The people crowded into the palace and seized upon the old magician and his son. The Caliph ordered the old man to be taken to the apartment of the ruin the owl had inhabited, and there to be hanged, but the son, who was ignorant of his father’s magic arts, the Caliph gave the choice of death or a pinch of snuff. He chose the latter, and the vizier at once offered him the snuff-box. He took a mighty pinch, and, the Caliph pronouncing the magic word, he at once became transformed into a stork. The Caliph had a large cage made for him which he ordered to be placed in his gardens, and in which Mizra was confined for the rest of his life.
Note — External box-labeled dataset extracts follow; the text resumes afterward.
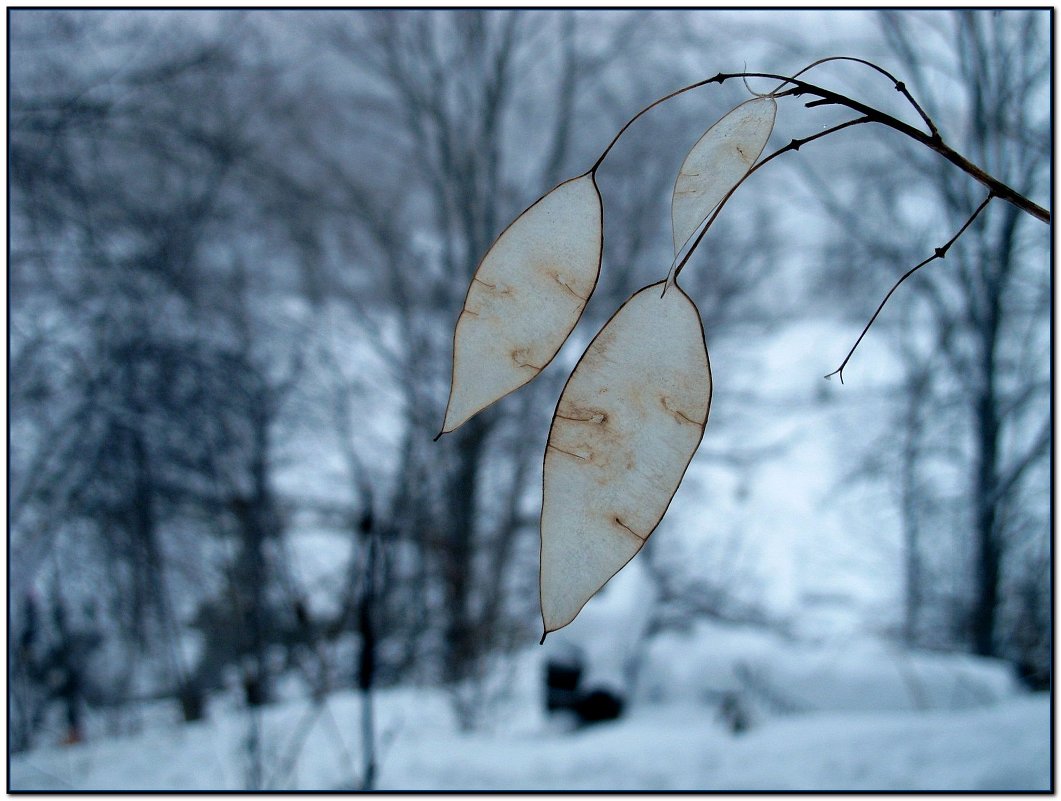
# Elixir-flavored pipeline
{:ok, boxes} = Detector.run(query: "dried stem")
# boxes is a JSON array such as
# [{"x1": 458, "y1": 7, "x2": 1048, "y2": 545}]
[
  {"x1": 825, "y1": 193, "x2": 995, "y2": 384},
  {"x1": 588, "y1": 56, "x2": 1050, "y2": 223},
  {"x1": 667, "y1": 117, "x2": 872, "y2": 283}
]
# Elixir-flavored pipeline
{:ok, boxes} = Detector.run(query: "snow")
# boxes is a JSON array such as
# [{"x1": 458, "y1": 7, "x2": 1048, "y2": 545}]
[{"x1": 10, "y1": 626, "x2": 1050, "y2": 791}]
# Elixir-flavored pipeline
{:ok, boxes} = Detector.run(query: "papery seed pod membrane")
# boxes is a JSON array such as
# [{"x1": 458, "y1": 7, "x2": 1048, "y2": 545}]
[{"x1": 441, "y1": 173, "x2": 604, "y2": 434}]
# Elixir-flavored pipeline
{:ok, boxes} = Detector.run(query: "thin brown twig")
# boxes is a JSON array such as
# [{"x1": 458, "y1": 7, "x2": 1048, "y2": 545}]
[
  {"x1": 825, "y1": 193, "x2": 995, "y2": 384},
  {"x1": 588, "y1": 56, "x2": 1050, "y2": 224},
  {"x1": 667, "y1": 117, "x2": 872, "y2": 283}
]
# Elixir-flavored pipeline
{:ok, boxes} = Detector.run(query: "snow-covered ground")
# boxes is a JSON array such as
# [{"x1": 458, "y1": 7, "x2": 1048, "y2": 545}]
[{"x1": 10, "y1": 626, "x2": 1050, "y2": 791}]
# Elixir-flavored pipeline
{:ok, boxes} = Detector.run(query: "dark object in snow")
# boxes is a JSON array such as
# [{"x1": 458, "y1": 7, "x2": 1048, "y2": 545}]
[
  {"x1": 718, "y1": 692, "x2": 750, "y2": 734},
  {"x1": 545, "y1": 659, "x2": 623, "y2": 726},
  {"x1": 545, "y1": 662, "x2": 582, "y2": 712},
  {"x1": 243, "y1": 672, "x2": 265, "y2": 707},
  {"x1": 177, "y1": 684, "x2": 206, "y2": 724},
  {"x1": 574, "y1": 690, "x2": 623, "y2": 724}
]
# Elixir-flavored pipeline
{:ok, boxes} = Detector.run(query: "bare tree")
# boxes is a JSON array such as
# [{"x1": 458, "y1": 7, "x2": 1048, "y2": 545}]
[{"x1": 797, "y1": 12, "x2": 1050, "y2": 660}]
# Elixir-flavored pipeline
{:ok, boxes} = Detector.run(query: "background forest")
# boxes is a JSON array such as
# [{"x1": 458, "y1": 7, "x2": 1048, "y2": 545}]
[{"x1": 7, "y1": 10, "x2": 1053, "y2": 789}]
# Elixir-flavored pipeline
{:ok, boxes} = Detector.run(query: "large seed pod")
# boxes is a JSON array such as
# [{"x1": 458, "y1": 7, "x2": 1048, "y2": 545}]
[
  {"x1": 540, "y1": 282, "x2": 711, "y2": 632},
  {"x1": 671, "y1": 98, "x2": 778, "y2": 256},
  {"x1": 441, "y1": 173, "x2": 604, "y2": 434}
]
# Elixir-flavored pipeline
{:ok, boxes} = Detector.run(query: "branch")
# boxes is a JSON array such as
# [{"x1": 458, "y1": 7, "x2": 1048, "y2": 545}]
[
  {"x1": 825, "y1": 193, "x2": 995, "y2": 384},
  {"x1": 712, "y1": 72, "x2": 1050, "y2": 223},
  {"x1": 588, "y1": 56, "x2": 1050, "y2": 223},
  {"x1": 664, "y1": 117, "x2": 872, "y2": 282}
]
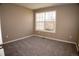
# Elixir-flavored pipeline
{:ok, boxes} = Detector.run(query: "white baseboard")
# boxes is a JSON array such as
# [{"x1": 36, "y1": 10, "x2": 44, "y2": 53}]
[
  {"x1": 3, "y1": 34, "x2": 76, "y2": 45},
  {"x1": 3, "y1": 35, "x2": 33, "y2": 44},
  {"x1": 33, "y1": 34, "x2": 76, "y2": 45}
]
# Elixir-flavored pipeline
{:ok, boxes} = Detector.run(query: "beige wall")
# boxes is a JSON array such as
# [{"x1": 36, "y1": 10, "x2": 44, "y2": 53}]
[
  {"x1": 1, "y1": 4, "x2": 33, "y2": 42},
  {"x1": 35, "y1": 4, "x2": 78, "y2": 42}
]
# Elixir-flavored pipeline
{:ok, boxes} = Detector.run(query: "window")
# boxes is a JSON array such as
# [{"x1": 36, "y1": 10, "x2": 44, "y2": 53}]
[{"x1": 35, "y1": 11, "x2": 56, "y2": 32}]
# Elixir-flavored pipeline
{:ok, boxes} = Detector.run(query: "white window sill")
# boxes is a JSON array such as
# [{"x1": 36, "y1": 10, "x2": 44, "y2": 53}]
[{"x1": 36, "y1": 30, "x2": 56, "y2": 33}]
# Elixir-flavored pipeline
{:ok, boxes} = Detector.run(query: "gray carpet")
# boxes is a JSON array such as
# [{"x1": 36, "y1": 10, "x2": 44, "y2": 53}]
[{"x1": 4, "y1": 36, "x2": 77, "y2": 56}]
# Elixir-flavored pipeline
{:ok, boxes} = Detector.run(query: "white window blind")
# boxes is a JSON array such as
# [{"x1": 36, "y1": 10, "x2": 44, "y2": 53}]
[{"x1": 35, "y1": 11, "x2": 56, "y2": 32}]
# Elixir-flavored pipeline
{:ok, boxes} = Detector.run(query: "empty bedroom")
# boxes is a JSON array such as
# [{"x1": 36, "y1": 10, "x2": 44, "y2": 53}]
[{"x1": 0, "y1": 3, "x2": 79, "y2": 56}]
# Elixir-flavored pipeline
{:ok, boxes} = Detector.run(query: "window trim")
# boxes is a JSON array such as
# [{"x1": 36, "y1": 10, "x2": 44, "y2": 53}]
[{"x1": 34, "y1": 10, "x2": 56, "y2": 33}]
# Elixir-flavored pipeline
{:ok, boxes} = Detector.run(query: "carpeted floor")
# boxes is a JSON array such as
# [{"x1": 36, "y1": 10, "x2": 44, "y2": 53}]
[{"x1": 4, "y1": 36, "x2": 77, "y2": 56}]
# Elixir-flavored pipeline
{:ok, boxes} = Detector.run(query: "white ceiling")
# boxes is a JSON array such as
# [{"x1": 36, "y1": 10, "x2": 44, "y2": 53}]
[{"x1": 17, "y1": 3, "x2": 64, "y2": 9}]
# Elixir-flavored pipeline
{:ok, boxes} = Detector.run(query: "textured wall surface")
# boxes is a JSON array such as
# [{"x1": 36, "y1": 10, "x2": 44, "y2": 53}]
[
  {"x1": 35, "y1": 4, "x2": 78, "y2": 42},
  {"x1": 1, "y1": 4, "x2": 33, "y2": 42}
]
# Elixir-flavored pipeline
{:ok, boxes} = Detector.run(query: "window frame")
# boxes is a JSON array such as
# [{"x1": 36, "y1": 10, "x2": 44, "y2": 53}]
[{"x1": 34, "y1": 10, "x2": 57, "y2": 33}]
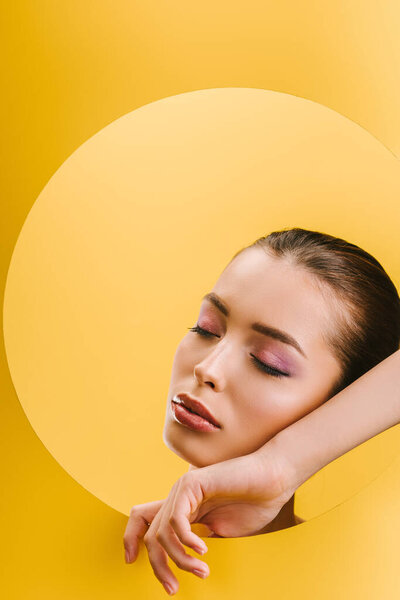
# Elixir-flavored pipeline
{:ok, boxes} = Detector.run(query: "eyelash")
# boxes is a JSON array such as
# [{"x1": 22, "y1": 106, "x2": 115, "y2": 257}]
[{"x1": 188, "y1": 325, "x2": 289, "y2": 378}]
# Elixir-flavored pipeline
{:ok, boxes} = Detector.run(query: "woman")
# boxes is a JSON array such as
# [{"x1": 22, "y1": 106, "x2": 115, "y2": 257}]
[{"x1": 124, "y1": 228, "x2": 400, "y2": 593}]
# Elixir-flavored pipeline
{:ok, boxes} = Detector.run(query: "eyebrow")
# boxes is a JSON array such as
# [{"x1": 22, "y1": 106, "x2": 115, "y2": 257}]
[{"x1": 202, "y1": 292, "x2": 307, "y2": 358}]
Long and happily the Caliph lived with his wife, the princess, the pleasantest hours of the day being when the grand vizier paid his afternoon call, and they talked together of their curious experiences as storks, and when the Caliph was in a particularly good humour he would condescend to imitate the vizier as he looked when a stork: he would strut stiffly up and down the room, flap his arms as if they were wings, and bow towards the East, vainly striving to recollect the forgotten word. This performance gave the Calipha and her children the greatest delight, but when the Caliph teased the vizier too sorely and croaked “Mu-Mu-Mu-” for too great a length of time, the vizier would threaten his master—“I will tell the Calipha what took place outside the door of the owl princess’s chamber!”

FATIMA’S RESCUE.

THE Cadi of Acara had two children named Mustapha and Fatima, who were the joy and delight of their infirm and ailing father, and who loved each other very dearly. Mustapha was just two years older than Fatima, and it was his constant effort to provide pleasure and amusement for his pretty little sister.

He knew a pirate ship had been seen in the neighbourhood. (P. [29].)

On her sixteenth birthday he gave a little feast for her, to which he invited all her favourite playfellows. The feast was set out in the garden, and consisted of the daintiest dishes that could be procured. After they had partaken of the meal, and when it was nearly evening, he suggested that he should take them out for a sail upon the water.

Fatima and her friends were delighted, for it was a beautiful evening, and the view of the town from the water was a particularly fine one. When Mustapha had sailed the ship for a short time he wished to return to land; but the girls begged and entreated him to take them a little further out. He was most unwilling to do this, as he knew a pirate ship had been seen in the neighbourhood some few days earlier. The girls, however, were set on sailing out to a point of land that stretched far out into the sea, for they were anxious to land there in order to watch the sun set and see the great ball of fire sink down into the sea.